Why didn't you report that Mr. Krycek's file had been changed?"
"I'd hoped to turn him. Use him as a confidential informer. I would
have taken action to change the file myself had it been necessary."
"I'm sure you know the Bureau procedures for handling the
introduction of a confidential informant."
"It was an emergency. Krycek's position was precarious; he'd
already endangered himself by meeting us here. I had security
concerns about going through normal channels."
"Is it true that Agent Mulder assaulted him?"

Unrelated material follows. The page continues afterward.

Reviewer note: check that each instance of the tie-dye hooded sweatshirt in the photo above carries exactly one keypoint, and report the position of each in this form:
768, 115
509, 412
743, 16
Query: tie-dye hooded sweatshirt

Skinner winced. Where in hell was Cassidy going with this? Scully
must have told them what she knew about Mulder's reactions to
Krycek and he couldn't fault her for that: it was part of the
continuing story of animosity between the men. "It was nothing - a
temporary loss of control - nothing happened. Mulder had reason to
be suspicious of Krycek's motives."
"He reacted badly, just to the sight of the man. And did you report
that to anyone?"
"No."
"No order for counseling? Not even a notation in Agent Mulder's
file?"
"It wasn't important."
Cassidy sat up a little straighter. Her colleagues followed suit.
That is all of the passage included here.